Emmanuel Renzi?

Domenica 7 maggio, da cittadino francese – oltreché italiano – voterò senza esitazioni Emmanuel Macron. Non subisco alcuna fascinazione per il suo programma e per il suo profilo. Sono di sinistra, e vorrei potermi riconoscere in un nuovo socialismo, fondato su un vero umanesimo globale.

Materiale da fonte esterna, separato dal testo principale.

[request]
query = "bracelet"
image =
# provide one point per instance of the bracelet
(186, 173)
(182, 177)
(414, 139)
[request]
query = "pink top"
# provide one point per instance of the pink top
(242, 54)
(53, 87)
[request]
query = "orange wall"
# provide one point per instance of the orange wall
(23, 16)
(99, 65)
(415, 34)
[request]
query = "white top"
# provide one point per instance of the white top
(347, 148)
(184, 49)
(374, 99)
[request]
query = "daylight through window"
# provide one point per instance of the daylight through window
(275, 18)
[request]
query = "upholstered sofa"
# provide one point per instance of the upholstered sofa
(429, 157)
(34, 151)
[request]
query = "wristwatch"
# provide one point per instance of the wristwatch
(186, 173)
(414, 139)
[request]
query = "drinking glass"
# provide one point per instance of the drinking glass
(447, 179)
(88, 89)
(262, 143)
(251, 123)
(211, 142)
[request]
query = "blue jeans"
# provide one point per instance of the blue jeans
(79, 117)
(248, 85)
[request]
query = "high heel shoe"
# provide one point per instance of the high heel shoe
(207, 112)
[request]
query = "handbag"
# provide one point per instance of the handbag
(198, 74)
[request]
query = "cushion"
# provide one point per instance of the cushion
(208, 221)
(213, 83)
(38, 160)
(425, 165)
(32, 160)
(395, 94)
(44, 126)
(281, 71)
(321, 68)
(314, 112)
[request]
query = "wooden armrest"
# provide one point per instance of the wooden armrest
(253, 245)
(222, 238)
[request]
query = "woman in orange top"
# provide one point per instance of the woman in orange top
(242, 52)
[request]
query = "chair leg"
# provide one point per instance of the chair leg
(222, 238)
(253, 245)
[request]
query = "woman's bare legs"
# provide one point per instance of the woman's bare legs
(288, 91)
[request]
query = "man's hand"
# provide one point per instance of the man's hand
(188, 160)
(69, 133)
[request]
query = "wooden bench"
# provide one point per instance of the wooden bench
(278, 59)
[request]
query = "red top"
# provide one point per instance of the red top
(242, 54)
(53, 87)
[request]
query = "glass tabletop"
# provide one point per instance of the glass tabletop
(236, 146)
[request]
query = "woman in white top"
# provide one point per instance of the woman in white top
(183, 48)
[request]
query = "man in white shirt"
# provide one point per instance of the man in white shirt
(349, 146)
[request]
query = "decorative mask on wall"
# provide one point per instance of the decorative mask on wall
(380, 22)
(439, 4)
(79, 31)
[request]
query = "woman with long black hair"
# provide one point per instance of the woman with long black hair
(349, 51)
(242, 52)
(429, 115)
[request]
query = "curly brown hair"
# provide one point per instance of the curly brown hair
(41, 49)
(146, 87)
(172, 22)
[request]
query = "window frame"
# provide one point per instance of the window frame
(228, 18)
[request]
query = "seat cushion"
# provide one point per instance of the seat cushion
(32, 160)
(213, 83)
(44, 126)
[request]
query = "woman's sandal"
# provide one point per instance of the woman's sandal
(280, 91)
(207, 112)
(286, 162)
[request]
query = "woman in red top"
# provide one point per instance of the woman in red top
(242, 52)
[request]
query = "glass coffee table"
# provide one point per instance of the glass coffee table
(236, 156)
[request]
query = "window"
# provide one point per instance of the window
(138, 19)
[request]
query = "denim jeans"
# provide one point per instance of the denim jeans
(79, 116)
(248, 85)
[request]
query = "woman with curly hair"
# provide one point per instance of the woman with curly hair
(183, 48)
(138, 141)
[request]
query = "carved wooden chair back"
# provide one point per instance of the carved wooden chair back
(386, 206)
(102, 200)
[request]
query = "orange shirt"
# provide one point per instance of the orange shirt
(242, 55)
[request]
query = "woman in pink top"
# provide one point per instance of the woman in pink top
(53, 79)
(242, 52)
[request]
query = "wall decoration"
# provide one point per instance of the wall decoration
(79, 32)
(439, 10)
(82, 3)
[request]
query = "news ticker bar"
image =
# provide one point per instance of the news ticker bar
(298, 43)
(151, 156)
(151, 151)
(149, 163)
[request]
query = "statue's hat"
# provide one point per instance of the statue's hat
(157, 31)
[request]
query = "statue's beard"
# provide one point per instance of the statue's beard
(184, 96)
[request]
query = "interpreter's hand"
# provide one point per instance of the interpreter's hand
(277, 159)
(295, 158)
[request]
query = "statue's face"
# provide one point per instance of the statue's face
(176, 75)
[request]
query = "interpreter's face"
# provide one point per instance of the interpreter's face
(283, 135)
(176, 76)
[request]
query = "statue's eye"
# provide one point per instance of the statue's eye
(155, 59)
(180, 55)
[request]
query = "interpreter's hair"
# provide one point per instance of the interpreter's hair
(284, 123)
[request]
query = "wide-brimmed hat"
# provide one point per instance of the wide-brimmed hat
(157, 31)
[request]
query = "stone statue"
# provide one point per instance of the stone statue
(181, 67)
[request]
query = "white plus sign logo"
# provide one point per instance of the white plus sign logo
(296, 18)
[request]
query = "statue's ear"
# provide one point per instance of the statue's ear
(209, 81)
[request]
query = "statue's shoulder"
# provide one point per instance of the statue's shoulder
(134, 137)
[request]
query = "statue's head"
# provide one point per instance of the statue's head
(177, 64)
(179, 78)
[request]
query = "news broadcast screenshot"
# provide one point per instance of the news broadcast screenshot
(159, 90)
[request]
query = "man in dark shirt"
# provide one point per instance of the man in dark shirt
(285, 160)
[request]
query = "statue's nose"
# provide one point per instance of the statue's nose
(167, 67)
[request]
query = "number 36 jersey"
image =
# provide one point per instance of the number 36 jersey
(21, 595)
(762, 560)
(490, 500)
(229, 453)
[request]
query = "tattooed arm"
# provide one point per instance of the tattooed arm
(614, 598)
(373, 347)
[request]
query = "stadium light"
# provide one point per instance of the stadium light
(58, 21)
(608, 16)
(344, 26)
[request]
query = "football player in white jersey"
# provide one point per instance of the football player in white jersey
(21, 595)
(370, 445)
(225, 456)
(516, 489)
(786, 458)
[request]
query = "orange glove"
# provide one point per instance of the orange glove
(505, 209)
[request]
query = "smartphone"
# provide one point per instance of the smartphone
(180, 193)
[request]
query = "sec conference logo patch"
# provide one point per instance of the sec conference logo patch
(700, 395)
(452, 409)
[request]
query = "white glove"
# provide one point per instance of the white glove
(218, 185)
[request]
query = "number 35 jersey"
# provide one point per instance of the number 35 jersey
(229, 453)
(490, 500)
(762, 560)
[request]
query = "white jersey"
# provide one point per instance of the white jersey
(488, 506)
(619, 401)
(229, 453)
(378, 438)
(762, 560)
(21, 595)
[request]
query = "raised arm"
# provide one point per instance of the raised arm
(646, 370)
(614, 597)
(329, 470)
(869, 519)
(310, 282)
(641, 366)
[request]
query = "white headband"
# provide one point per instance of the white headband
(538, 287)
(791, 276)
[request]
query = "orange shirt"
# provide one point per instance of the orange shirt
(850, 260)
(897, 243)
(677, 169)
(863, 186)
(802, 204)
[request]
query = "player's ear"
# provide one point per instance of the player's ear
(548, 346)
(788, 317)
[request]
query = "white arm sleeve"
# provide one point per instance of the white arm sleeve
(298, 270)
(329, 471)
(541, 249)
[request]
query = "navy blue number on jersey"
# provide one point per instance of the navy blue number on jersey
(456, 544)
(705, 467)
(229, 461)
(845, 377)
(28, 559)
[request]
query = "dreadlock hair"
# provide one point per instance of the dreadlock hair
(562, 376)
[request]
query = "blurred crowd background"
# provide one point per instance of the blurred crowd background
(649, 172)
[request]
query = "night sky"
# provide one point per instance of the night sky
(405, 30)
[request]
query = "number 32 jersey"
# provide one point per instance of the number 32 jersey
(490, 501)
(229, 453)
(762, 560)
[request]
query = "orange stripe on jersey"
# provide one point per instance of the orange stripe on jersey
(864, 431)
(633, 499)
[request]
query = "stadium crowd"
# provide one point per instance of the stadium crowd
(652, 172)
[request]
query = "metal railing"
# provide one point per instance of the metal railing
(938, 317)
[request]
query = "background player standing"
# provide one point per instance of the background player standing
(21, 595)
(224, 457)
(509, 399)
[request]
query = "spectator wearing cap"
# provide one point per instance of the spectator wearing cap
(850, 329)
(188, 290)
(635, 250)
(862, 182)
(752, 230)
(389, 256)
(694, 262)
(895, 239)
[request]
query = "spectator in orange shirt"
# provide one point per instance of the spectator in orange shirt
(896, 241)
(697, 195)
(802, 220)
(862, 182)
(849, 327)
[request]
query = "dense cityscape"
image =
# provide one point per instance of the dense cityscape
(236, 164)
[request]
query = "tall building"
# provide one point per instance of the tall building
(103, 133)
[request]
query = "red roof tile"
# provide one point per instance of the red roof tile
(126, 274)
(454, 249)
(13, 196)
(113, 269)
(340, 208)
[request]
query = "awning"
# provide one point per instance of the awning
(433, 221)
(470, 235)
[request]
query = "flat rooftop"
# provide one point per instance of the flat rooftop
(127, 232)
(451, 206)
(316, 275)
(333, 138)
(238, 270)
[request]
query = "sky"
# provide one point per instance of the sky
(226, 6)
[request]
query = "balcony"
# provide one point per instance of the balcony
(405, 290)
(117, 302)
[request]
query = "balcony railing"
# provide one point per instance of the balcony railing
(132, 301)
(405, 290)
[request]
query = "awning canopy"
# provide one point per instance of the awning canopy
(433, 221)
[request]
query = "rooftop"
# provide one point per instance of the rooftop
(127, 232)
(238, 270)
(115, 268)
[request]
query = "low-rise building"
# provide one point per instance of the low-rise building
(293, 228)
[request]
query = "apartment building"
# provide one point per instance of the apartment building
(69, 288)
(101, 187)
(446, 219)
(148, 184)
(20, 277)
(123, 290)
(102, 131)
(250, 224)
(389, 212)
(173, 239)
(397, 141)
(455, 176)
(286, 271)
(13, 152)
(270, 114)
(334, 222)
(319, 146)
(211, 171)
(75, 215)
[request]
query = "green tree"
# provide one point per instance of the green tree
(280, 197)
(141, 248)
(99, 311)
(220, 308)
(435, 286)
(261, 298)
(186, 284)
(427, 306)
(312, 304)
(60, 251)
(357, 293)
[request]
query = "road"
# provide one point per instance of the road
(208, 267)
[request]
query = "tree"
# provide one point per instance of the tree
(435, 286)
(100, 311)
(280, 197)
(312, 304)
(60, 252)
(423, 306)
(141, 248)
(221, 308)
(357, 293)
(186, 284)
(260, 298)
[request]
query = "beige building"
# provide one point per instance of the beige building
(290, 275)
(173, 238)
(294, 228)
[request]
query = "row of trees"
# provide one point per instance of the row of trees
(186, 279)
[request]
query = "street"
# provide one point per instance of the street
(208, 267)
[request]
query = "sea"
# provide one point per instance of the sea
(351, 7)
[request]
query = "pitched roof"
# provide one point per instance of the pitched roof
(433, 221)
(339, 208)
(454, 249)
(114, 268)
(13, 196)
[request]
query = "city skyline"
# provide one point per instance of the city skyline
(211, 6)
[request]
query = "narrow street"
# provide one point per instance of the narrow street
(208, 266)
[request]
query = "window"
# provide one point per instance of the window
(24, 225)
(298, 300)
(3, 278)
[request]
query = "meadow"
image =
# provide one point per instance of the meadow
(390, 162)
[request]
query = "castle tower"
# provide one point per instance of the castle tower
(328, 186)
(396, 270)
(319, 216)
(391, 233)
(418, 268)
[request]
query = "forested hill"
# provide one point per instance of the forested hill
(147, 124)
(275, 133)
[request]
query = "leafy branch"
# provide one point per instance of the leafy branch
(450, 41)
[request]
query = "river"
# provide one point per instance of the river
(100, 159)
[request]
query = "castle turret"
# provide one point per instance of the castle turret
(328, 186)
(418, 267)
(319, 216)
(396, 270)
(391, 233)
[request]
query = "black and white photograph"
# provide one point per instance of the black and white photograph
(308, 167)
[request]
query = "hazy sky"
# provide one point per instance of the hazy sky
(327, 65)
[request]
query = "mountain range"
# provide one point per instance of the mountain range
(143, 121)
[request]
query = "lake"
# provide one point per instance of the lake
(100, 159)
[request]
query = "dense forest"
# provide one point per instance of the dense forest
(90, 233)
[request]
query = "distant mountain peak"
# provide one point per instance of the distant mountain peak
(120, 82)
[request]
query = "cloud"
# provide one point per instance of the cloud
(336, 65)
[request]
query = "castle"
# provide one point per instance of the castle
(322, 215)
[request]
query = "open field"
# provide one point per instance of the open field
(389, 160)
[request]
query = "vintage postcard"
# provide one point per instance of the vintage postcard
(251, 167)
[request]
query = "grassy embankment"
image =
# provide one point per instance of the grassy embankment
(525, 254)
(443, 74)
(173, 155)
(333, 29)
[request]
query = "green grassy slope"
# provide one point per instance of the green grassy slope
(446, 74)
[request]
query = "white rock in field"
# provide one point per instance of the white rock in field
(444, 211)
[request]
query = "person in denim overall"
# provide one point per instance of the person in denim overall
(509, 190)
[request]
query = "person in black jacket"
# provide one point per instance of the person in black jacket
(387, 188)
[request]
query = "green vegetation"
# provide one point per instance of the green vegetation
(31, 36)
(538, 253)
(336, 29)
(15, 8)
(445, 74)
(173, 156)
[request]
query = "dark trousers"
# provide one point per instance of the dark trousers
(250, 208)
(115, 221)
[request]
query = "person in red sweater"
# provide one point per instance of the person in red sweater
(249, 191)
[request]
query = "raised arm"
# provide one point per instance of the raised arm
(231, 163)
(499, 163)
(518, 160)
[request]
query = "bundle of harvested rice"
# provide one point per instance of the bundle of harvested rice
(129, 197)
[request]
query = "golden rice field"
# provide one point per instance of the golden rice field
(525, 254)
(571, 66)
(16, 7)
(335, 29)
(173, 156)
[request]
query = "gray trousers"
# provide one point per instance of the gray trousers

Tuttavia il sistema elettorale francese – straordinario, in verità, poiché da più di venti anni riesce a contenere pulsioni antidemocratiche con un meccanismo a doppio turno che obbliga l’elettore a fare una scelta- porta a votare per questo democratico, neocentrista, che teorizza un “liberalismo egualitario”. Vedremo, la sera di domenica, quanto ai ragazzi che hanno scelto Jean Luc Mélenchon al primo turno, in nome di un rifiuto ad essere “sottomessi” non all’Europa ma alla moderna schiavitù nel lavoro, Macron avrà saputo parlare per sbarrare la strada a Marine Le Pen e per vincere bene, prime delle elezioni legislative dei primi di giugno. In quell’occasione, se Macron vince domenica, il sistema politico francese è destinato a mutare radicalmente, e con ogni probabilità si aprirà il problema delle alleanze di questo nuovo centro a destra e a sinistra.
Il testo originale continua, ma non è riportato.